A new chapter awaits: Detroit Lakes library director Mary Haney to retire Jan. 31
These days, most Detroit Lakes residents know Mary Haney as the director of the Detroit Lakes Public Library, a position she has held since Sept. 3, 2001.
But the long time Detroit Lakes resident — her parents, Jim and Theresa Haney, moved to the community in 1961, when Mary was just seven years old — also had a legal practice here in town for many years.
"I handled primarily three areas of law: family law, estate planning and probate," Haney said, adding that she continued to operate her practice in Detroit Lakes for 20 years after obtaining her juris doctorate degree from the University of Minnesota Law School in Minneapolis.
And then, one day, she decided she was done.
"My brain wanted something new to do," she said, adding, "After 20 years of doing anything, it's time to move on, or at least that's how it is with me."
So Haney went back to school — but the area of study she chose, library and information science (LIS), wasn't one that was readily available in the area.
"At the time, there were no ALA (American Library Association)-accredited library science programs in Minnesota, North Dakota or South Dakota," she explained. "The University of North Texas had started a distance education program in Minnesota, when the dean of the school of library and information science realized that Minneapolis is closer to Denton, Texas (the university's home base), than El Paso, Texas is, and they already had a distance ed program in El Paso... so why not start one in Minnesota, right?
"At any rate, I was searching online for a LIS program and ran across the University of North Texas's website, that had a banner saying, 'Ask about our Minnesota program,'" Haney continued. "So I did, and that's how I got into the North Texas program. Some of the classes were held by interactive TV at St. Cloud State and some were entirely online. I only had to go to Texas for about a week and a half, so I never moved away from Detroit Lakes."
Though she obtained her Master of Library and Information Science (MILS) degree while still living and working in the community, Haney said, "I wasn't planning on staying in Detroit Lakes. I thought I would have to leave the community, and that's what I planned on doing. I interviewed in several other locations — and was offered jobs — but at the same time, my current position came open, so when I was offered this job, I turned down the other jobs I had pending and ended up staying right here, in my hometown."
It's a decision she hasn't regretted. After all, not only does her family still live in the area, but she loves her work.
"I love interacting with people, talking about what they're reading, watching on TV, listening to," Haney says. "That's called reader's advisory, and I love doing it. There's no better place to work than a library."
But on the other hand, Haney says, she's once again ready to move on to a new chapter.
"I qualify for Medicare now," Haney says simply, alluding to the fact that she recently turned 65. "I have a lot of other things I want to do."
Some of her plans include traveling, gardening, spending time with family, and cleaning house — literally.
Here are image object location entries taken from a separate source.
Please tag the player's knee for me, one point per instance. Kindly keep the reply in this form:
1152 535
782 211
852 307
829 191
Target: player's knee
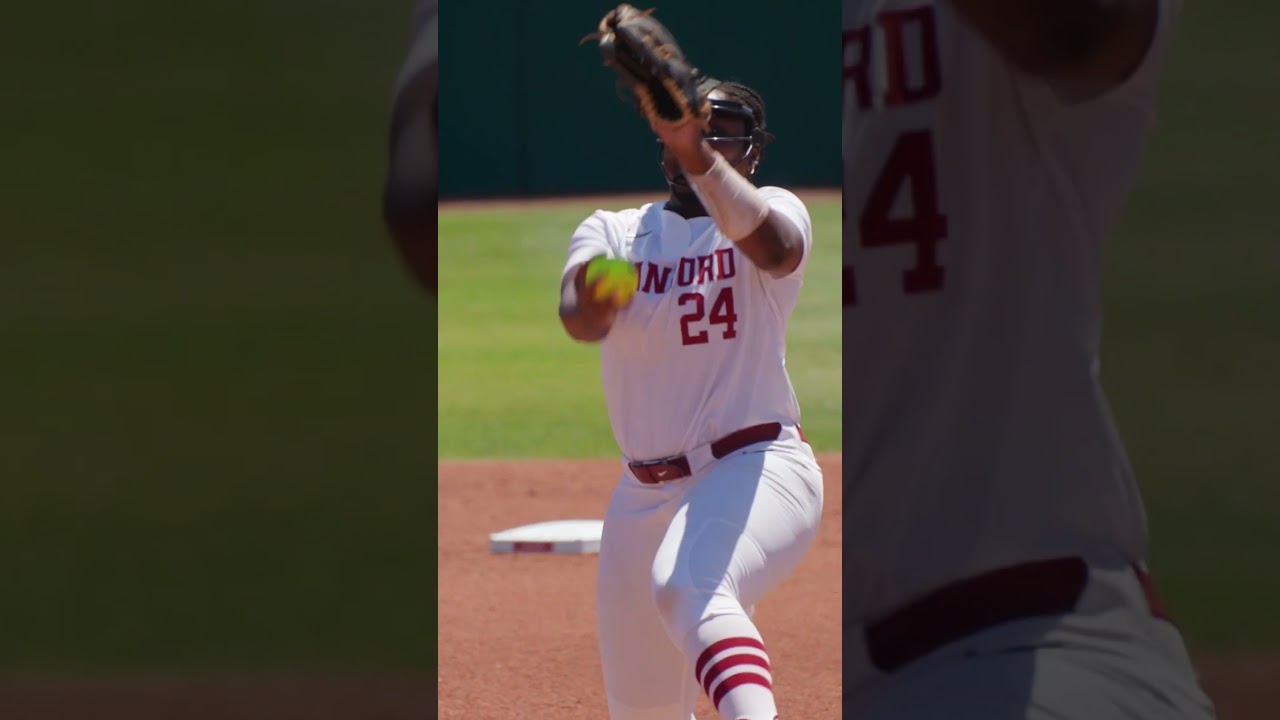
682 602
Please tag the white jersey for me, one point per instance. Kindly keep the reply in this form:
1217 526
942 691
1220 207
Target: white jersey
700 350
976 208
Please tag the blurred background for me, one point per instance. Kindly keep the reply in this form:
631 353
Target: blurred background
215 388
1192 347
533 113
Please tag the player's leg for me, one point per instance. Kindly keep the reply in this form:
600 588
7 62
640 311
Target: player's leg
741 529
645 675
1114 665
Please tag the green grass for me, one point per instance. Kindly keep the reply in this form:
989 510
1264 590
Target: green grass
1191 345
513 384
216 377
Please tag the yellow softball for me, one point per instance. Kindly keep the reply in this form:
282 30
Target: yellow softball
618 279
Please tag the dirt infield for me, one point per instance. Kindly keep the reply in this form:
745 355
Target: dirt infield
517 634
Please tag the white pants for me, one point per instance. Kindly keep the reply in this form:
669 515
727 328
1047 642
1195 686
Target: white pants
677 555
1111 660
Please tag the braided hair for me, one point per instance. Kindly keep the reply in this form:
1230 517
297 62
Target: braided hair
745 95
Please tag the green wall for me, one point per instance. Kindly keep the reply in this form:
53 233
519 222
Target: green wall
525 110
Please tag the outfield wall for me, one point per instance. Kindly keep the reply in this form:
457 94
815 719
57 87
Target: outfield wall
566 132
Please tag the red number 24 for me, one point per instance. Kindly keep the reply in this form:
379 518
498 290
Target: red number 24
910 162
722 314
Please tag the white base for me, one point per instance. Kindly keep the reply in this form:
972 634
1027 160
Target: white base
557 537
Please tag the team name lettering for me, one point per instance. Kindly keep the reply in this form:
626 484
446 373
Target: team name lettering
699 269
905 45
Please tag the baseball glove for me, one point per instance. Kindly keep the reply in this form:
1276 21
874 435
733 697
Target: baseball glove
647 59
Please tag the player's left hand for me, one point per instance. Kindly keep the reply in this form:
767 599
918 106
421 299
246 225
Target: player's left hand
684 140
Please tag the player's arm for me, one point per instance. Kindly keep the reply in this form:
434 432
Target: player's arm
1082 48
769 240
411 188
584 318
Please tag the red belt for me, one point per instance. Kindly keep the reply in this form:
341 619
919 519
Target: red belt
1032 589
653 472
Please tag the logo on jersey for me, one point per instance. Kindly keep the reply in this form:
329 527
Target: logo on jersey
699 269
892 60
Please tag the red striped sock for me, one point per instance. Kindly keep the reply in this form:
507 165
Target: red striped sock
735 674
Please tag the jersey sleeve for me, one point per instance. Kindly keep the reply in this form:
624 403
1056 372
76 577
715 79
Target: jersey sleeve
592 237
790 206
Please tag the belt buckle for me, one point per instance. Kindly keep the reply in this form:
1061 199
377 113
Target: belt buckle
658 475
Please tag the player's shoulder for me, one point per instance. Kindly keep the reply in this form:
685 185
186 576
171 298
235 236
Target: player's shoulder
772 191
613 222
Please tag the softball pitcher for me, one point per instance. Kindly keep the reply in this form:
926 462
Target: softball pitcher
993 536
720 495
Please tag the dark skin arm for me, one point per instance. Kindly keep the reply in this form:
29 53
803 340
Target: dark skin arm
410 190
1082 48
584 318
777 245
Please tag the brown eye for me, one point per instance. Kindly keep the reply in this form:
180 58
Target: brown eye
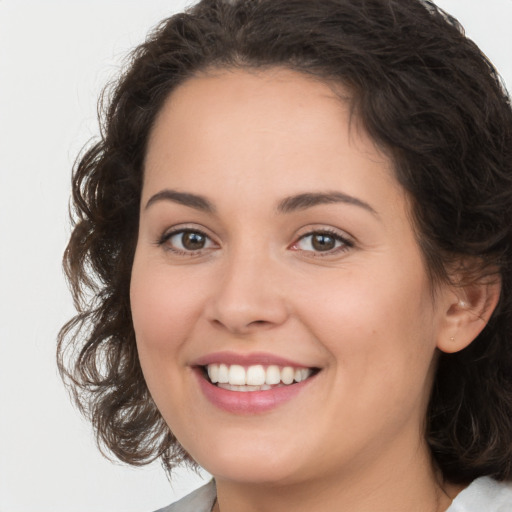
187 241
323 242
193 241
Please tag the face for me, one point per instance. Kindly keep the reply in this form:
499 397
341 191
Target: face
276 253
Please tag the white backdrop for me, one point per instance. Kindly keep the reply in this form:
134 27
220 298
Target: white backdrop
55 56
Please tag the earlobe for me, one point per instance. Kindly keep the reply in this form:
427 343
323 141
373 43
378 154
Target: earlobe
468 312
"I may actually get my house clean for a change," she laughs.
As for traveling, "I have several trips planned," Haney says, "starting with one to Key West, Fla., in February."
Her gardening plans include doing something with the big yard outside her home in Detroit Lakes, which she has no plans to vacate in the immediate future.
After all, she adds, most of her family still lives within an hour's drive.
Though her mother Theresa passed away a couple of years ago, her father Jim still lives in Detroit Lakes, and she also has a brother, Jim Jr., in Moorhead, and a sister, Liz Malecki, in Fargo.
"I also have five nephews, three of them with children," Haney said, adding that she truly enjoys "hanging out and playing with" an assortment of great-nieces and great nephews, who range in age from 3 to 11.
But all of that is still a couple of months away, Haney noted: "My last day is Jan. 31."
Until then, she'll continue to do the job she loves — though it's a job that has changed a lot over the years.
"I had been the director here for a little over a week when very bad things happened in America," Haney said, referring to the terror attacks of Sept. 11, 2001.
"We were scrambling for information (at the library), so I plugged the TV in and tried to get it to work," said Haney, adding that she was forced to use an old-fashioned "rabbit-ear" antenna, as the library didn't have cable television.
Of course, they also didn't have web streaming, as the Internet was a lot more basic back then.
"Technology has changed a lot," Haney said. "When I started here, we provided lots of homework help, for students of all ages, and we still had quite a large reference section of books in print.
"It took a long time for e-books and e-readers to really have an impact on us," she said. "What really had the biggest impact was the widespread use of smartphones."
Today, Haney said, people use their phones for everything, including research and homework help — "even though they aren't always getting their information from the most reliable resources," she added.
"You really have to use your common sense and intelligence to find reliable resources — and libraries are really great at helping people sort that out," she added with a smile. "They always have been."